[A blog from the vault]

In 2007 I didn’t have a weekend off until the first weekend of November. However, it was a game-changing year, both personally and professionally.

Professionally I closed my first deal with the New York Yankees, my first 2 college football clients won bowl games, I secured the company’s highest grossing account, and spent several weeks schmoozing in Los Angeles, New York, Las Vegas, Louisville, and Milwaukee. It set the stage for a massively successful 2008.

During my free weekends I coached a cycling team to ride 100 miles around the Tahoe Basin, trained to compete in an Olympic triathlon, and trained for my first marathon, all while raising money for the Leukemia & Lymphoma Society.

Between hustling, traveling, training, and coaching there was little time for myself.  But through the organized chaos I reconnected with an old college buddy who enlightened me.

For this particular instance, he told me the story of a painting he had on a wall by Michael Godard. He said something to the tune of, “You have to celebrate your big wins. In sales, victories are short lived. Whenever I spend a lot of time and energy to land a big deal I treat myself to something that’s symbolic of the returns from my hard work”. That Godard painting was a token of his hard work from a previous business deal.

When Friday of the first week of November rolled around I left work thinking, “Wow, I actually don’t have any plans for the weekend”, which seemed somewhat foreign to me. I drove to Best Buy to pick up some music and there was an art broker in the parking lot selling giclees.

A black and white painting with rolling ocean waves and a couple seagulls, resonated with me.

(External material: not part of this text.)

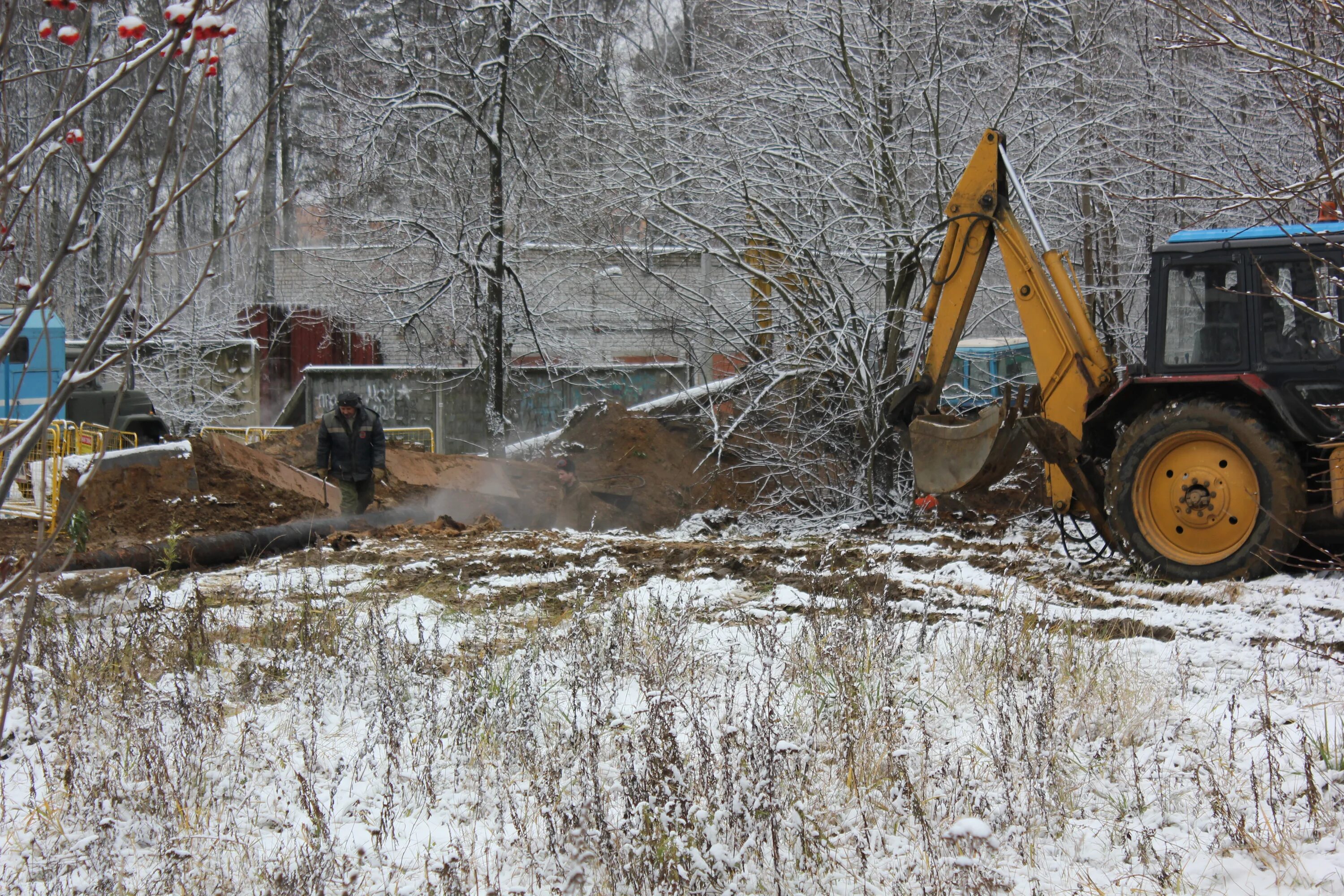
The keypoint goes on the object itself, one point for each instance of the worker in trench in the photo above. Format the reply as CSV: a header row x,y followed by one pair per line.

My cousin gave me the book Jonathan Livingston Seagull as a gift while I was being treated for brain cancer 1999, and the story has been a cornerstone to my motivation ever since. Jonathan was one of the seagulls in that painting and it became my Godard.

To this day, I can look at that painting and be proud of all I accomplished that year. More importantly it’s a constant reminder to appreciate your own work, it’s tangible, and always makes for a good story.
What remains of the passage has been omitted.